I feel like a lot of my feelings toward this book could come from being a woman who grew up/is growing up in a time when we talk a lot about consent. The whole time I was reading this, I couldn’t help but to try to see the events occurring from Lolita’s point of view and trying to find something that would make me feel like he wasn’t raping her every time they would have a sexual encounter.
That being said, I didn’t really like the whole destruction of innocence theme. I know that’s pretty much what the whole book is about and that the narrator is aware that he is doing this to her, but I don’t feel like he’s even taking into account how she really feels or how this is affecting her. He treated her like she was something he owned, like his own personal sexual object and that kind of makes me cringe.

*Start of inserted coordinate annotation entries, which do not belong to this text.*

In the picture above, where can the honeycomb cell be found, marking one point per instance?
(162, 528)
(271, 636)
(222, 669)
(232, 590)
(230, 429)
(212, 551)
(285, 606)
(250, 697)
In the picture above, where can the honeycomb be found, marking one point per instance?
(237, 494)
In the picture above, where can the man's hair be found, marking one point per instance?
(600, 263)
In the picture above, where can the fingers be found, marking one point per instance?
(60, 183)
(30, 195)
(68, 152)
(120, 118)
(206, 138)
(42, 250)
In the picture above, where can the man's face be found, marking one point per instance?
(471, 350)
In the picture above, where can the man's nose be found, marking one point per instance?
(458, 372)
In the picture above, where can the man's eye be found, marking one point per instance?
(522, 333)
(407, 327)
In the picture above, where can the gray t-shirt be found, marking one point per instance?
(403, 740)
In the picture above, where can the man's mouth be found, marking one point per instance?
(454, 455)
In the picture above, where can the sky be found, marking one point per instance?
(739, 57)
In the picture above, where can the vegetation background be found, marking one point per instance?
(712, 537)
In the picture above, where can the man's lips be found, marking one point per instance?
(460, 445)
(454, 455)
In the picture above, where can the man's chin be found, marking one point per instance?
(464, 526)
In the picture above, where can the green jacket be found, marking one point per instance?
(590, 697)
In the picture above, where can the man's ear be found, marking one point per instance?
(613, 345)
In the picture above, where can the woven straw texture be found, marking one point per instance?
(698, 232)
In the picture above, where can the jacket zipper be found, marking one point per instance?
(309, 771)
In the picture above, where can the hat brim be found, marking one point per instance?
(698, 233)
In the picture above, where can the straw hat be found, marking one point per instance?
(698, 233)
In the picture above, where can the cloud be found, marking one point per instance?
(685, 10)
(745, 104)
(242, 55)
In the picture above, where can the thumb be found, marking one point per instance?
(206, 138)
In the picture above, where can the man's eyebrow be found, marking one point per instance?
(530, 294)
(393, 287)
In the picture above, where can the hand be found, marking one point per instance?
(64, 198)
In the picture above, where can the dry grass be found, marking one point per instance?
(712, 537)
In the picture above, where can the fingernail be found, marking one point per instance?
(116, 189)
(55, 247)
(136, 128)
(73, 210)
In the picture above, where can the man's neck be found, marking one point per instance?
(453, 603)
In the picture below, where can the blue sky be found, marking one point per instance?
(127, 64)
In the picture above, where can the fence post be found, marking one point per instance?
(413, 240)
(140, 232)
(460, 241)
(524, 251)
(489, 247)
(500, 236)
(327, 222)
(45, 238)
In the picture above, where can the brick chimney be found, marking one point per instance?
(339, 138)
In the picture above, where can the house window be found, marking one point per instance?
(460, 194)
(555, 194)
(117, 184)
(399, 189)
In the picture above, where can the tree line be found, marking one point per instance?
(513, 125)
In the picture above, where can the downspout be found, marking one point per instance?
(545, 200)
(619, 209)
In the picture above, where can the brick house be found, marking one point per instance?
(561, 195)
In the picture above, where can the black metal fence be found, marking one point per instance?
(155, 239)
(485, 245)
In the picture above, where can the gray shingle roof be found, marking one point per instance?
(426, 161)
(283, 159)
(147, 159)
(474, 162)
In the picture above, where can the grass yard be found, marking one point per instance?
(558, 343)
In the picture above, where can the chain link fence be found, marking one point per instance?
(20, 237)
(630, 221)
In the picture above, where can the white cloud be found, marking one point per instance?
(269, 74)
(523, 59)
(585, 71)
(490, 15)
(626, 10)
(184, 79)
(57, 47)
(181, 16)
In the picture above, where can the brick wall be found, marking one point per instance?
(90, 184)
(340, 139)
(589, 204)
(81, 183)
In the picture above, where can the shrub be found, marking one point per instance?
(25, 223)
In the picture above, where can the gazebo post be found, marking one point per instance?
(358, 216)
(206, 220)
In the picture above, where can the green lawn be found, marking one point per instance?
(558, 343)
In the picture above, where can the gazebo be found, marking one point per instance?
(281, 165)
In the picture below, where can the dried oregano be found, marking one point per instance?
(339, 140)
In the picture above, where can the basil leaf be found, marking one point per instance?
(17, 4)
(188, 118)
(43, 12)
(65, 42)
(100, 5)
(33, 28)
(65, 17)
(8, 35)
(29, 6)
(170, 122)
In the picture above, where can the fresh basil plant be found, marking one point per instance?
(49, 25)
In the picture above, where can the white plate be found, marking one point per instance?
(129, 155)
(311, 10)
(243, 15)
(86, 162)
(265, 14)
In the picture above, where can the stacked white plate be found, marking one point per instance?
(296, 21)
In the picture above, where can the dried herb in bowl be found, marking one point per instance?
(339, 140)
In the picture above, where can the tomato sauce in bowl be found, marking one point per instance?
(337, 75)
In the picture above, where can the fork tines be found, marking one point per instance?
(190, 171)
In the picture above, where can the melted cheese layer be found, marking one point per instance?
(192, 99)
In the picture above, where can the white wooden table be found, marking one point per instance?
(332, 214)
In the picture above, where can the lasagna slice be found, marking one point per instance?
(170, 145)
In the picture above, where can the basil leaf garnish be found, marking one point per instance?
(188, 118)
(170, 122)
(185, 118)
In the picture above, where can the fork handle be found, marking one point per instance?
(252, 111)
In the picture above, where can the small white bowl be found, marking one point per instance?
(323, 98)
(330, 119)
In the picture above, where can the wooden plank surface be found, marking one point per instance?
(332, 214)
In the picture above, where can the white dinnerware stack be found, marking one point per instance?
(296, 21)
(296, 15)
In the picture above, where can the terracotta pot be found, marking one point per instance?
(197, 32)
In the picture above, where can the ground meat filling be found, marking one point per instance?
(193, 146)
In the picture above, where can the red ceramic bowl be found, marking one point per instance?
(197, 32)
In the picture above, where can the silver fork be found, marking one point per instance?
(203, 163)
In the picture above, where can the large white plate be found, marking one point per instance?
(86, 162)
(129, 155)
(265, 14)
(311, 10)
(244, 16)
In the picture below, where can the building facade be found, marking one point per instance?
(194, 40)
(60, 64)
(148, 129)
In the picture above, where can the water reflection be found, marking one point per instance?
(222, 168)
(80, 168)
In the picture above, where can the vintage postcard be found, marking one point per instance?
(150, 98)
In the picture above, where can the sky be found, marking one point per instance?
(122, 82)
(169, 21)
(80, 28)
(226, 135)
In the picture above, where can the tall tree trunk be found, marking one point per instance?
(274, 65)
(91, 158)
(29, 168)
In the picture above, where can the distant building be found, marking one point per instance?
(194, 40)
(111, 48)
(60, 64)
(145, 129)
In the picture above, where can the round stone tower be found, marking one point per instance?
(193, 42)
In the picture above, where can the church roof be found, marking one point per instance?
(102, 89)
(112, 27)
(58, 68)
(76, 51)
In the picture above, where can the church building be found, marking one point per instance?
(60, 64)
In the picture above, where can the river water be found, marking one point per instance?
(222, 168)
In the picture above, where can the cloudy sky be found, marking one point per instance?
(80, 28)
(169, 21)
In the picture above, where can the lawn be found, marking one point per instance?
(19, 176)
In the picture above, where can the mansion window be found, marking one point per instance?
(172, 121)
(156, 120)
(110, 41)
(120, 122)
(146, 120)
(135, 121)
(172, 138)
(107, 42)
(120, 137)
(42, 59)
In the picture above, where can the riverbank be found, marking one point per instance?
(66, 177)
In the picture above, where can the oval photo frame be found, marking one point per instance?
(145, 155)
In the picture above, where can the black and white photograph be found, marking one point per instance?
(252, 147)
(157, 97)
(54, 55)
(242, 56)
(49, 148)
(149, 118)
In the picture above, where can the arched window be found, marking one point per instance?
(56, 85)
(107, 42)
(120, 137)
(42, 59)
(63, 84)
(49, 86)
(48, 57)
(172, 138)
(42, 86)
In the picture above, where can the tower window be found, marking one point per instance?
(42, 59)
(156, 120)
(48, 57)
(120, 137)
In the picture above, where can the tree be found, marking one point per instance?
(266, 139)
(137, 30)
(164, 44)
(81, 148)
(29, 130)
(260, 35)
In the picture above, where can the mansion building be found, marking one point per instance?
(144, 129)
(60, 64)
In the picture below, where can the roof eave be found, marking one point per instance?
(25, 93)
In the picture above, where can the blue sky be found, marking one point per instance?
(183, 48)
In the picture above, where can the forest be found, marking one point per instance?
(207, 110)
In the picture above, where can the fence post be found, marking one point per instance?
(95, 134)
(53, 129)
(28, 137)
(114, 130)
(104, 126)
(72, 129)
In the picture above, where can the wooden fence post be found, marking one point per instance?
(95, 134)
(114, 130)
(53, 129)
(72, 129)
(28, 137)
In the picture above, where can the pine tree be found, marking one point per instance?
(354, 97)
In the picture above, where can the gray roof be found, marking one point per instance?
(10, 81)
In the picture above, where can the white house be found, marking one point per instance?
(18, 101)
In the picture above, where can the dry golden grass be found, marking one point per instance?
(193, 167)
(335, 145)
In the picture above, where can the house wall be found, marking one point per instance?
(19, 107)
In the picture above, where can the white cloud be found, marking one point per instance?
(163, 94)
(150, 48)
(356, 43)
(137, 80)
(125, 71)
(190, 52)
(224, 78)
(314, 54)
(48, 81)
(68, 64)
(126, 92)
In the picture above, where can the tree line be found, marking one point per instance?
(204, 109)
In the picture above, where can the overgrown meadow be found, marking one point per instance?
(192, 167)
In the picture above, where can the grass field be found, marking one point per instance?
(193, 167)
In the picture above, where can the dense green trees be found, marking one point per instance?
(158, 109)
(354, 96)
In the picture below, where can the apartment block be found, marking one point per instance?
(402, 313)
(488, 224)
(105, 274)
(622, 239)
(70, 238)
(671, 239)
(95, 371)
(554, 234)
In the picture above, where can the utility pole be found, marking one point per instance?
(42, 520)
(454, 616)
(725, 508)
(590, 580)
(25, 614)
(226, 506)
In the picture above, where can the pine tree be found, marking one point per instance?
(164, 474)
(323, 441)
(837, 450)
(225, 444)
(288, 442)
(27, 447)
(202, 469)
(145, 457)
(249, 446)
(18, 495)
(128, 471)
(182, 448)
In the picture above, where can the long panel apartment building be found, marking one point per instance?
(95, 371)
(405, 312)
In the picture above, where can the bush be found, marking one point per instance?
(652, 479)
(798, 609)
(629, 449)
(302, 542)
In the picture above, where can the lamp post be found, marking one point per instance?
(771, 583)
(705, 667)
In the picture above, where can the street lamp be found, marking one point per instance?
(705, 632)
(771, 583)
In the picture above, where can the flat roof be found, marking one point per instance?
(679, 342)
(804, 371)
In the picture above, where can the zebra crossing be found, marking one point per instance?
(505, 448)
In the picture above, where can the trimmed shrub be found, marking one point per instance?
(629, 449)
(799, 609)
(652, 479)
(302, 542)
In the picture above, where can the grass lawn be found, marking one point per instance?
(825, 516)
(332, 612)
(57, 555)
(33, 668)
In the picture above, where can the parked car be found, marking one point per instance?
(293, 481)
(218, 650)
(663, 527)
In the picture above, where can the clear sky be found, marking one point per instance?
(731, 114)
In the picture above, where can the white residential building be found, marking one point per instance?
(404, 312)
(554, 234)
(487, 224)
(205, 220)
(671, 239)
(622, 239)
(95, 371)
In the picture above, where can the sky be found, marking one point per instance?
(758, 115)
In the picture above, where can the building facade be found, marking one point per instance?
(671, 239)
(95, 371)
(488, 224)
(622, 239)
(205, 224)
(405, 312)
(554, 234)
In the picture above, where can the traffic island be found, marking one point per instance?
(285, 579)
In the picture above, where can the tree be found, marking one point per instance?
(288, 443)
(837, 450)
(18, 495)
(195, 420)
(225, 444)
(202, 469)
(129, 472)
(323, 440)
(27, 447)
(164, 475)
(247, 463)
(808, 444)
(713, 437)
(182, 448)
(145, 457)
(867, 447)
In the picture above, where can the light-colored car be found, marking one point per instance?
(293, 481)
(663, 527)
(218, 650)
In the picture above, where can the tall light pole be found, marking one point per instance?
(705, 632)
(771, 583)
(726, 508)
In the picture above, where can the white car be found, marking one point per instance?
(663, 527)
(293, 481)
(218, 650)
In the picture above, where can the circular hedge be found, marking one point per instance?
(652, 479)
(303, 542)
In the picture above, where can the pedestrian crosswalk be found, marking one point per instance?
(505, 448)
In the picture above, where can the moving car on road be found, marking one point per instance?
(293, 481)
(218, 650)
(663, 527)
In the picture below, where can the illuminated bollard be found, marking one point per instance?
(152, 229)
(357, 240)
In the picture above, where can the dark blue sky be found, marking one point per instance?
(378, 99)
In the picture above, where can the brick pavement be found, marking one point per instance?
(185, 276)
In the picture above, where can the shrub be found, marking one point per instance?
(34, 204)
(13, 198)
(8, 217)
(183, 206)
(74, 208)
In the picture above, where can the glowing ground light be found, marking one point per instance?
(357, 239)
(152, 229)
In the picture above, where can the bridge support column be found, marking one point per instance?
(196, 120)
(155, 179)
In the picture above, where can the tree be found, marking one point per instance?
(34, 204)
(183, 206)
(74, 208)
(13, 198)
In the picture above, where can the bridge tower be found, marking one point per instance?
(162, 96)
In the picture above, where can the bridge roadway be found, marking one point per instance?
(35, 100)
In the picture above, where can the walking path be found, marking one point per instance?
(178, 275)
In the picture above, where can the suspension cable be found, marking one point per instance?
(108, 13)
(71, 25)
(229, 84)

In my opinion, he was an abuser. I know that at times it seemed like she had seduced him and that maybe she was using him to get things that she wanted, but I also felt like she may not have known what would happen to her if she stopped giving him sexual favors and appealing to his wants and needs. He constantly told her about how good her life was with him and how lucky she was to travel and have all these nice things, and that if she were to go live with someone else she would lose all of her personal belongings. He wouldn’t let her go out with friends if boys were going to be there or enjoy herself as a child/teenager and do normal things that kids do because of his jealousy. In order to do those things and have her way, she would have to give him something in return. He completely manipulated her in every way to get what he wanted out of her, and it kind of made me sick. It was pretty hard to read his thoughts and how obsessed and jealous he would get.
I also felt like the married “adult” version of Lolita would not have greeted him so warmly and go as far as to call him a good father. Perhaps this is part of the narrator being unreliable and trying to make it seem like what he did to her didn’t have that much of an effect on her after all. In my opinion, this interaction between them could have just been Lolita trying to make him happy again so that she would get what she wanted (money) out of him.
I would say that this is definitely not as pornographic as people make it out to be (Thankully, because I don’t know if I would have finished it if that was the case). A lot of the story was about traveling with her and trying to keep her to himself, there were hardly any descriptions of the more explicit content in comparison. It definitely does have these elements and reeks of pedophilia, which made it hard for me to read and fully enjoy and appreciate. I also still don’t really feel like I found anything about the narrator that redeemed his actions. He just seemed like someone who took what he wanted and didn’t really care about how others would be affected by his actions. I do not believe that he really loved her, but rather that he loved the idea of having his own little nymphet.